Dans son décor de band de garage sous une marquise illuminée, Hedwig raconte avec ferveur sa « tête dans le four », Berlin-Est et l’ultérieure chute du mur (symbolisée en bruitage et éclairages), son opération de changement de sexe, le départ avec un soldat américain et Junction City au Kansas. Une route rocambolesque sinuée d’amours torturés au son des airs du groupe baptisé Le Pouce en furie, hommage direct à son organe diminué, fruit de l’intervention chirurgicale ratée. Élisabeth Gauthier Pelletier, dans la peau de Yitzhak, choriste et mari d’Hedwig, prend habilement sa place, vocalement et métaphoriquement, en n’outrepassant jamais sa position de faire-valoir.

Vous l’aurez compris, avec pareils propos, Hedwig ne fera pas de tournée des CPE et des écoles primaires prochainement.

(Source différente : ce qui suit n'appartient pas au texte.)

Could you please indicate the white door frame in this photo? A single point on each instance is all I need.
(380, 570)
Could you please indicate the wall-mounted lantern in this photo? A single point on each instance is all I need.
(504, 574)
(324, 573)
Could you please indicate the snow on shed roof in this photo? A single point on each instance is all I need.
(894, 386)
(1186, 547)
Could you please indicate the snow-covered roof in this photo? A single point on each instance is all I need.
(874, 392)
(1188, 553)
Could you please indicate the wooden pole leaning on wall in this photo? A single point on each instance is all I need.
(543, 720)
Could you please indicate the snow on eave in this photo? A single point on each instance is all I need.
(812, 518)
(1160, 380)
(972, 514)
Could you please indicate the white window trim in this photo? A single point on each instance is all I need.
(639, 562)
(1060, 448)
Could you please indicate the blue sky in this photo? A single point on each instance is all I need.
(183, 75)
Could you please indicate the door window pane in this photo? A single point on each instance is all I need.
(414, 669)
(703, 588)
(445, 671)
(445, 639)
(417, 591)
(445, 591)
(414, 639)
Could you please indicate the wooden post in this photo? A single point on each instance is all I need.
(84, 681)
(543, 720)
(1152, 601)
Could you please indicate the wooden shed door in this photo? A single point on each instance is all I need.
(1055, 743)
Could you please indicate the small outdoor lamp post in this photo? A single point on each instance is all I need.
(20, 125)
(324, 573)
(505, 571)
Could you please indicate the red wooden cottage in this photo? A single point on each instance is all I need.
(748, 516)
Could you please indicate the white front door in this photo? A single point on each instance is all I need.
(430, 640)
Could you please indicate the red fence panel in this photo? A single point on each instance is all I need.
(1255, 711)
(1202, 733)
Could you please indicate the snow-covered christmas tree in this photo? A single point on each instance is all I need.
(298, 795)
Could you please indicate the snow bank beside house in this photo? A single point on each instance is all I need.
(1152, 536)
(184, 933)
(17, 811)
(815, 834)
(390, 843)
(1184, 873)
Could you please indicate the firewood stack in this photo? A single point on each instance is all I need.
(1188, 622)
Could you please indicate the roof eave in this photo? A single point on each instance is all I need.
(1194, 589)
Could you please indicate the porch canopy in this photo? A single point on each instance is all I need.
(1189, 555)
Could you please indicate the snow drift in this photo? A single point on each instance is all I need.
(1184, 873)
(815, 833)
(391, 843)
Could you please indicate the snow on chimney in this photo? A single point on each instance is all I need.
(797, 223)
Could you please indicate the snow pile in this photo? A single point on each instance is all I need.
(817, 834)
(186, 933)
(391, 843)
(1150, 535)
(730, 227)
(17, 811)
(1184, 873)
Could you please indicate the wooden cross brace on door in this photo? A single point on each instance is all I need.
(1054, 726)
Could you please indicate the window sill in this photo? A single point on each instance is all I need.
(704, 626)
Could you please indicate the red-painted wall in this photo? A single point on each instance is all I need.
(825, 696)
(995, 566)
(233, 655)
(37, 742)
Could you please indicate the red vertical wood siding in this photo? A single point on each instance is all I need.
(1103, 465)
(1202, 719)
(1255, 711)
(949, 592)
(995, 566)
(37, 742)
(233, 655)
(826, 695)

Mais, pour les adultes avertis, Hedwig et son pouce, c’est un bonbon autant qu’une claque au visage, qui nous habite bien au-delà de la tombée du rideau.

Pour connaître l’horaire de représentations d’Hedwig et le pouce en furie à Montréal et ailleurs au Québec, on consulte le site officiel de la production. Deux représentations (18 h et 21 h 30) sont programmées ce samedi 28 janvier, au Studio TD.